Joyau Second Empire de Vannes, la préfecture du Morbihan arbore un pastiche Louis XIII remarquable, couronné d'un fronton sculpté à l'effigie des héros bretons Nominoë et Alain Barbe-Torte.
Au cœur de Vannes, capitale du département du Morbihan, la préfecture s'impose comme l'un des édifices institutionnels les plus élégants de la Bretagne du XIXe siècle. Construite en 1865 dans un style qui emprunte délibérément au vocabulaire architectural de Louis XIII, elle témoigne de la volonté du Second Empire d'inscrire ses grandes administrations dans une esthétique de prestige et de continuité historique. Loin d'être un simple bâtiment administratif, elle constitue un véritable manifeste architectural et identitaire. Ce qui distingue immédiatement l'édifice, c'est la richesse de son programme sculpté. Le fronton arrondi du pavillon central, œuvre du sculpteur Le Merle exécutée en 1864, représente l'aigle impérial encadré de deux figures armées incarnant Nominoë et Alain Barbe-Torte, figures tutélaires de l'indépendance bretonne. Ce mélange audacieux entre symboles bonapartistes et références à l'histoire régionale reflète la complexité des rapports entre Paris et la Bretagne au mitan du XIXe siècle. L'intérieur réserve également de belles surprises. Le rez-de-chaussée du corps principal, entièrement dédié aux pièces d'apparat, offre une succession d'espaces solennels dont la salle des délibérations du conseil, remise à neuf et décorée par Bompard, peintre de la Marine, à l'occasion de la visite du roi du Cambodge en 1948. La rampe de l'escalier principal, forgée par Albert Lefebvre, ajoute une touche de raffinement artisanal à l'ensemble. L'édifice s'inscrit dans un parc dessiné entre 1863 et 1865 par le paysagiste anglais John Wallen, dont le tracé romantique contraste harmonieusement avec la rigueur symétrique des façades. Ce cadre végétal constitue l'un des espaces verts les plus agréables du centre de Vannes, invitant à une promenade hors du temps à deux pas des remparts médiévaux de la ville.

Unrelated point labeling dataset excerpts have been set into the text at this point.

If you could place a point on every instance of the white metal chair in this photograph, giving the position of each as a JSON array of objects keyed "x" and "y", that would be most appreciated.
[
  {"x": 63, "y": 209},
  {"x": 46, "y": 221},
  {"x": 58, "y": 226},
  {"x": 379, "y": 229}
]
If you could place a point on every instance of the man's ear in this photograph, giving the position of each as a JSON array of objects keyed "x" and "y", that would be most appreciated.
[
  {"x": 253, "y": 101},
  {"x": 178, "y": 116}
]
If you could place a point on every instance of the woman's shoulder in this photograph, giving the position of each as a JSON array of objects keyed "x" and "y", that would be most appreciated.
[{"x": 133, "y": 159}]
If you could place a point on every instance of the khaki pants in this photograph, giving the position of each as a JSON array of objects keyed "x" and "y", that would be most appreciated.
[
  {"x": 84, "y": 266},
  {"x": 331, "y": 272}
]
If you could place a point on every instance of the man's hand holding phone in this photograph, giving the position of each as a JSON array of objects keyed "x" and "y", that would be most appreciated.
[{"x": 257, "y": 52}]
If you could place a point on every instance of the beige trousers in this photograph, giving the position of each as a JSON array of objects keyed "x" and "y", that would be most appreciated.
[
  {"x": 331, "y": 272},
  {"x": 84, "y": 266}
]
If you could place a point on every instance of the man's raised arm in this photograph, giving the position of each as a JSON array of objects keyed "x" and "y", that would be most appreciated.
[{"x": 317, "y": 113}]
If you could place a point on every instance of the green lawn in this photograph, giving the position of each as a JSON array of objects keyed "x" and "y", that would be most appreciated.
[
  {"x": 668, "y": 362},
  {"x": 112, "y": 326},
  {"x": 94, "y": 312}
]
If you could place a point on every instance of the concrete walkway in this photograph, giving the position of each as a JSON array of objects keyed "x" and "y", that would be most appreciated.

La préfecture de Vannes est un exemple caractéristique du pastiche Louis XIII tel que le pratiquait l'architecture officielle française sous le Second Empire. L'édifice principal s'articule autour d'un corps central surélevé, surmonté d'un comble mansardé et couronné d'un fronton arrondi orné de sculptures — l'aigle impérial flanqué de Nominoë et Alain Barbe-Torte. Un œil-de-bœuf, motif récurrent du vocabulaire classique français, éclaire la coupole qui coiffe le pavillon central. Deux ailes symétriques encadrent une cour d'honneur, conférant à l'ensemble cette disposition en U si caractéristique des grandes demeures aristocratiques et des bâtiments administratifs de la période. Un passage voûté, aménagé sous le pavillon gauche, assure la communication discrète avec les dépendances situées à l'arrière. La distribution intérieure répond à une logique fonctionnelle rigoureuse : le rez-de-chaussée du bâtiment principal est exclusivement réservé aux pièces d'apparat — salon de réception, salle des délibérations, cabinet du préfet —, tandis que les ailes abritent les bureaux de l'administration et les appartements du secrétaire général. L'escalier d'honneur, dont la rampe forgée par Albert Lefebvre constitue un témoignage exceptionnel de la ferronnerie d'art du XIXe siècle, dessert cet espace représentatif avec la solennité requise. Le bâtiment des archives départementales, édifié en 1920, complète harmonieusement l'ensemble grâce à l'emploi du granit breton, matériau noble et identitaire s'il en est, qui ancre l'ensemble dans son contexte régional tout en lui apportant une note plus austère. Le parc dessiné par John Wallen, avec ses allées courbes et ses massifs d'essences variées, tempère la rigueur géométrique de l'architecture et offre à l'ensemble un écrin végétal d'inspiration romantique anglaise.